Actually some real cool stuff...wish we could play with it prehospitally.

Jon [/b][/quote]
 I would have loved to comment, but apparently the nitrous has taken over, ...Wheres My M-4,......hahahahhahaahaLOL


----------



## TTLWHKR (Aug 9, 2005)

I had it for my leg, in the ER anyway, didn't do what they thought it would. I was in a lot of pain, so the gave me valium and versed... till they could get it put in the right direction anyway. I guess they thought I could damage them if I got really upset.


----------



## asysin2leads (Aug 9, 2005)

>Docs in the 60+ Hospitals in the NYC setting were adamantly against us doping >up their patients for several reasons...

>it makes them loopy and poor historians.

>The very real possibility of calling EMS for some sort of pain, and us having to >sort out those in pain for real from the junkies.

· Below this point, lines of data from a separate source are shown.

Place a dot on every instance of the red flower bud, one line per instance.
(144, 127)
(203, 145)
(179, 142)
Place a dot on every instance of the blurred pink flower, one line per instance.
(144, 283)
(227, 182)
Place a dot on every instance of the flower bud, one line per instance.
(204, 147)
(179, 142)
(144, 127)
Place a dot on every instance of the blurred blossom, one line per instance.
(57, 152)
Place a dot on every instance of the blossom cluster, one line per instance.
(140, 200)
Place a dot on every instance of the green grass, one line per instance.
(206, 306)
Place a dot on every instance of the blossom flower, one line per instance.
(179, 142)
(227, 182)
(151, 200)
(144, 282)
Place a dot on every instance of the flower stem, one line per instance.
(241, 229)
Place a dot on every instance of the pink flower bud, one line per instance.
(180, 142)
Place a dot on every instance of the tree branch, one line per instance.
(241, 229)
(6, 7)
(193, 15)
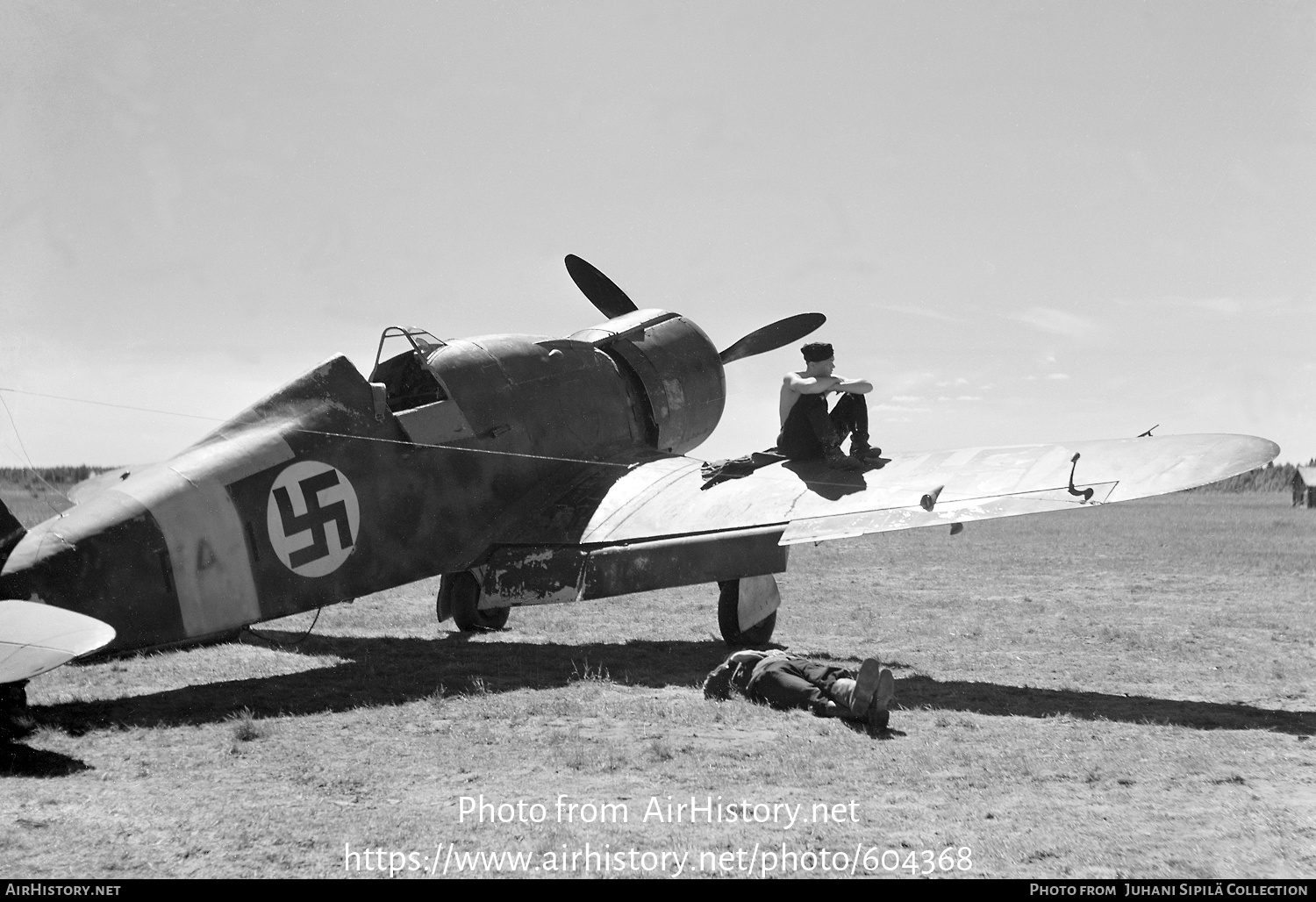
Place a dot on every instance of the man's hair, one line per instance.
(816, 350)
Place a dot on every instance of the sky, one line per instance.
(1026, 221)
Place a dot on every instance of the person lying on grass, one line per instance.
(791, 681)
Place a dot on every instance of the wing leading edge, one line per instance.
(668, 497)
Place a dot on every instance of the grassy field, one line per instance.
(1124, 691)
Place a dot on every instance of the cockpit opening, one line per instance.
(404, 376)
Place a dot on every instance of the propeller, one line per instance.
(773, 336)
(602, 291)
(611, 300)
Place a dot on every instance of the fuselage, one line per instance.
(325, 490)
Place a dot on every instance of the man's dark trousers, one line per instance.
(795, 683)
(810, 429)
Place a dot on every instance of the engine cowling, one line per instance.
(676, 368)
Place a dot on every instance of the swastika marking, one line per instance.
(304, 501)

I'm glad this attitude towards pain management in NYC is starting to (slowly) diminish. Being a trauma victim at one point myself, I have a real kind of soft spot for anyone with musculoskeletal injury. Last year REMAC approved morphine as a medical control option for isolated extremity injury. Granted, the chances of an ALS unit being assigned on an isolated extremity injury is very slim, but, its a start. 
The poor historian part is crap. We give morphine to people in APE, and they're history giving ability is much more important than someone who broke their leg or crashed their car. In addition, any ALS crew doing their job properly would have gotten an adequate history PRIOR to medication administration.
As for the junkie part, I shake my head a little. Sure, the EMS system gets abused day in and day out, but just because something is in a protocol DOESN'T MEAN you have to give it. If I have some skell come wandering up to the bus complaining of "severe pain in the leg", do you think he'd be getting morphine? Nope. 
I realize that with the Republicans in power, getting loopy in any way, shape or form,  is pretty much the worse sin you can commit, but as a medical care provider, I'm gonna stick to my commie feel good ways and say that if I have someone with multiple fractures entrapped in an MVA, I'd like to give them a little something to take the edge off before I move them, because I personally know how much it HURTS.


----------



## Flight-LP (Aug 9, 2005)

asysin2leads- Up to the republican comment   I completely agree with you. If you have it and the patient needs it, give it. We need to base our decision off of a sound assessment and the nature of illness / mechanism of injury. Pain is what the patient says it is. Acute illness and injuries that are indicitive of pain managment require it. It is absolutely cruel to withhold pain medication because of any additional paperwork required or because a medic thinks someone is an addict. Both examples open you wide up for litigation. In my mind there are three things that will ensure a happy patient. Respond promptly, be nice and professional, and take away their pain. I'm not saying to dope up your chronic back pain for 10 years patient, but the ones who have acute issues deserve pain management, plain and simple. Some doc's do not like medicated patients, thats fine, they will get over it. Do what you know is right for your patient and what your medical director dictates, remember, you are here for them, not the ER doc....


----------



## rescuecpt (Aug 10, 2005)

> _Originally posted by asysin2leads_@Aug 9 2005, 04:05 PM
> * As for the junkie part, I shake my head a little. Sure, the EMS system gets abused day in and day out, but just because something is in a protocol DOESN'T MEAN you have to give it.
> 
> If I have some skell come wandering up to the bus complaining of "severe pain in the leg", do you think he'd be getting morphine? Nope.
> ...


LOL, it's not about Republicans.  It's about providers needing to make major decisions that we are not trained to make - who really needs it vs who doesnt, what it will do to the rest of the pt's injuries, etc.  That's why around here (as they should be everywhere and I think they are) narcs are controlled substances only administered with medical control approval.  That's also why I don't give narcs very much - because I don't get orders very often.  They are very selective because in the long run, that is what is best for the most patients.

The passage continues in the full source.